I did more testing and research on this. We're obviously hitting a
bottleneck on this.
Monitored the logs and found that the problem is that gmetad opens and
closes a connection for every metric it wants to send to Graphite. Also you
can only specify one Carbon server and port so we were stuck.
We were able to write a python script that went directly to Ganglia port on
a server for each cluster, gather metrics and package all metrics for each
server into one message and send the metrics to Graphite. On Graphite side,
we have one carbon-relay and 6 carbon-cache setup with rules to point each
cluster to a carbon-cache. We have 5 scripts running at the same time and
its able to gather, parse and send everything to carbon and carbon write it
to disk within 10 seconds. This is a huge improvement.

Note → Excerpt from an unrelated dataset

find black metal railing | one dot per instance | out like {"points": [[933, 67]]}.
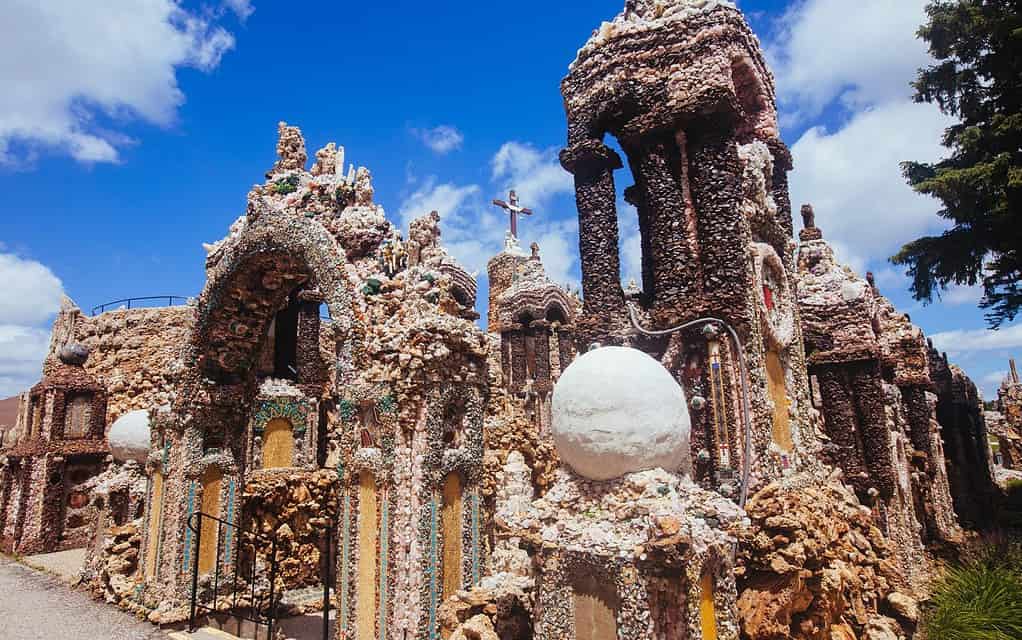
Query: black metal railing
{"points": [[228, 602], [253, 540], [128, 302]]}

We'll make the script available sometime soon..
On Mon, Apr 22, 2013 at 10:33 AM, Maziyar Mirabedini
<[email protected]>wrote:
> Hi there,
>
> I recently set up a server that hosts both Ganglia 3.5, Graphite 0.9.10,
> RRDTool 1.4.7 with RRDCACHED enabled and configured. Then I set up the
> integration between Ganglia and Graphite by setting the carbon_server,
> carbon_port and prefix in gmetad conf file.
>
> Configured the heartbeat for each cluster to happen every 60 seconds. The
> first RRA is configured such that it keep data every 60 seconds for a week.
>
> Since this server is only for monitoring and we have tons of metrics for
> each server I modified the Carbon conf file to have the following:
>
> MAX_UPDATES_PER_SECOND = inf
>
> MAX_CREATES_PER_MINUTE = 1000000
>
> MAX_QUEUE_SIZE = 100000
> Whisper retention is configured such that it matches Ganglia.
>
> Once the services were started I found that:
>
> 1) All RRD files got created for the clusters and servers. At this point
> the server is monitoring 5 clusters and in total 94 servers and roughly 500
> metrics per server.
>
> 2) Fetching the data from RRDs show that gmetad is able to update every
> single RRD on time and the data points are there every 1 min.
>
> 3) All metrics are appropriately created in Graphite.
>
> 4) Noticed that Graphite metrics are not updated as often as RRDs. The
> updates to metrics seem to happen sporadically. Sometimes one metric is
> updated every 2mins other times it wouldn't get updated for another 6 mins.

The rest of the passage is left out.